The overall rate of Americans who have had an immediate family member behind bars, 45 percent, is remarkably high but not quite a “majority” and far from a “vast majority.”

As The Washington Post summarized it when the Cornell study was released: “Nearly 1 in 2 adults in the United States has seen an immediate family member go to jail or prison for at least one night. … One in 7 adults [14 percent] has had an immediate family member behind bars for at least a year; for 1 in 34 adults [3 percent] that relative has been behind bars a decade or longer.”

A national poll from 2015 produced lower estimates, although the sample size was about half as large and the comparison is not apples-to-apples. “A majority of African-Americans say they or a close friend or family member have been incarcerated (55%), significantly higher than the share among whites (36%) or Hispanics (39%),” according to the CNN and Kaiser Family Foundation survey of 1,951 adults. Note that this poll asked about close friends and not just family members.

Rachel Marshall, a spokeswoman for Boudin, said “the DA was referring to a study by criminal justice non-profit FWD.us and Cornell University that found that 64% of U.S. adults have had an immediate or extended family member spend time in jail or prison and described the situation nationwide as an ‘incarceration crisis.’”

Marshall is combining “immediate” and “extended” family members to get to 64 percent. Boudin referred only to immediate family on PBS, and the rate for that group is 45 percent.

It’s a subtle but important difference. For children, having an incarcerated parent or sibling would disrupt family life perhaps much more than having an extended relative (say, an uncle) in prison.

Researchers defined immediate family in their study as “parents; brothers; sisters; children; and your current spouse, current romantic partner, or anyone else you have had a child with” and “step, foster, and adoptive family members.” They defined extended relatives as “family members you feel close with,” including “grandparents, grandchildren, cousins, aunts and uncles, nieces and nephews, godparents, mothers-in-law and fathers-in-law, sisters-in-law and brothers-in-law, and other family members.”

We asked Enns to weigh in, and he was careful to distinguish both groups in his email response: “You are correct that our research found that close to half (45%) of adults have had an immediate family member who spent at least a night in prison or jail at some point in the family member’s life. 64% have had an immediate or extended family member who spent at least a night in prison or jail at some point.”

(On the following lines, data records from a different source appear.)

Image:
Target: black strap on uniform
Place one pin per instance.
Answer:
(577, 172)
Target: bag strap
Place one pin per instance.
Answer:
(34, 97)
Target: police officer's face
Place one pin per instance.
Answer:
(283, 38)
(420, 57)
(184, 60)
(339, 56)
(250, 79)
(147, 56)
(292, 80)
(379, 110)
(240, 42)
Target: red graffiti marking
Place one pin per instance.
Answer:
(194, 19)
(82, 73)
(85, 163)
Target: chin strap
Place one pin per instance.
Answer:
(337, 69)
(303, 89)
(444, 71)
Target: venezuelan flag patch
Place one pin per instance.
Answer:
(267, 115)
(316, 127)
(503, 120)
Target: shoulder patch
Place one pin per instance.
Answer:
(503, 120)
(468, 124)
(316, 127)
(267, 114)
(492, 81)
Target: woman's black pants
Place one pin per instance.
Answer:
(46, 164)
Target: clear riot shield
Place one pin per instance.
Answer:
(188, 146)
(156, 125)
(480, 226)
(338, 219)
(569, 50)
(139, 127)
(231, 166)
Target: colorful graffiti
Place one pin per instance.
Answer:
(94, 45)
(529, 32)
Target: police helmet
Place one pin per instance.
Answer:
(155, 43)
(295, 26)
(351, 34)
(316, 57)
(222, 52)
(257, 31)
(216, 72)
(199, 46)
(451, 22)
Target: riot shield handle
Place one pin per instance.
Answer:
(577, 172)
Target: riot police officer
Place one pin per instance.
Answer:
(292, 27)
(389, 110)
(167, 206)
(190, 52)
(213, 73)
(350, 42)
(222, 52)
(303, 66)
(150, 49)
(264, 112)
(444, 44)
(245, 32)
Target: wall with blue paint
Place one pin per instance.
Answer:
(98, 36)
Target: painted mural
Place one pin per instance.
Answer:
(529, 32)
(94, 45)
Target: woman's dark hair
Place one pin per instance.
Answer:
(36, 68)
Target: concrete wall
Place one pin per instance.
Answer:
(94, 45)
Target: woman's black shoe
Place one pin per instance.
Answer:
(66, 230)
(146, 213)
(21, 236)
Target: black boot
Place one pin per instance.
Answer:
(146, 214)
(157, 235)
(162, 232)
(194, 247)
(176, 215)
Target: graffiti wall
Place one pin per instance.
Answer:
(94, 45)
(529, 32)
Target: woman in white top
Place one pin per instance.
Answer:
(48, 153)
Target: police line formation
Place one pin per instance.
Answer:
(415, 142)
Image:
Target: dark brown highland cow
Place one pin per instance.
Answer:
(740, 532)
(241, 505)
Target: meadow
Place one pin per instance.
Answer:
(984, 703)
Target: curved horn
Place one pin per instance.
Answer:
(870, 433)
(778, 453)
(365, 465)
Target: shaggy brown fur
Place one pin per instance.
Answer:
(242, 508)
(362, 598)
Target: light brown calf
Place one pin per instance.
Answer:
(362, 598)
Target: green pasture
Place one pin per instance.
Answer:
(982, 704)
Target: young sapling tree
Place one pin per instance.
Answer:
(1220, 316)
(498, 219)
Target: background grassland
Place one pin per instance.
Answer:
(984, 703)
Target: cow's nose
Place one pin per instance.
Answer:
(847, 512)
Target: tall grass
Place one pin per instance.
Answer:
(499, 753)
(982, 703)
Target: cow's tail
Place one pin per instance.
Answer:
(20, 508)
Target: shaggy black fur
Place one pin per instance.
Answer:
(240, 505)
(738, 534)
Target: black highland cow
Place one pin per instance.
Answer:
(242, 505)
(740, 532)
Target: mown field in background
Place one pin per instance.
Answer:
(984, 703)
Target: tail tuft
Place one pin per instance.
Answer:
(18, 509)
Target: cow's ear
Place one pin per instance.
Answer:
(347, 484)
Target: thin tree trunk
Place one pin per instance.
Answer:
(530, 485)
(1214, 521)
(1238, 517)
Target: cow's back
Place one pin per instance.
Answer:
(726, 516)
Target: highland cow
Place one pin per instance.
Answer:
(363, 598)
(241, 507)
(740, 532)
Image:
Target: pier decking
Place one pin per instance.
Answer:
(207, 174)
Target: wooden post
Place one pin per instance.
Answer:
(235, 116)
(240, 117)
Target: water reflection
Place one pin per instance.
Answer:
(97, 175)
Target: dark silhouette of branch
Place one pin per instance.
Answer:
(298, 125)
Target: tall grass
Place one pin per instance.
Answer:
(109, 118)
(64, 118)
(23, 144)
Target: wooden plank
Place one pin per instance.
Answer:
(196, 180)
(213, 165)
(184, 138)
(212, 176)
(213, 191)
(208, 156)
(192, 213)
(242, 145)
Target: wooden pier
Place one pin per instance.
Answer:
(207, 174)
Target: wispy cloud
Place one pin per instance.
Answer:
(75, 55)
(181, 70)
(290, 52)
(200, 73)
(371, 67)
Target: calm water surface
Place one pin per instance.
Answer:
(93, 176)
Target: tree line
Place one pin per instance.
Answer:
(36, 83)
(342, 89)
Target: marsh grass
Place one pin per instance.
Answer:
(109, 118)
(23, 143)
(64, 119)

Asked about the flub in Boudin’s PBS interview, Marshall pointed to the headline of a Forbes article — “Over Half Of Americans Have Had A Family Member Incarcerated” — and said “that is how the study was covered.”

The article itself makes clear that the 64 percent figure applies to “immediate or extended” family.

The Pinocchio Test

Boudin said the “majority” or “vast majority” of Americans currently have or previously had an “immediate family member” behind bars.

The study he was citing backs him up to an extent — it found the rate was 45 percent overall, and 63 percent for Black Americans — but it’s just shy of a majority of Americans.

However, the researchers also asked about extended “family members you feel close with.” When including those relatives, 64 percent of Americans, or nearly two-thirds, have had family in jail or prison.

It’s always a good idea for policymakers to read the underlying research, so errors like this can be avoided. For a light stretching of the facts, Boudin gets One Pinocchio.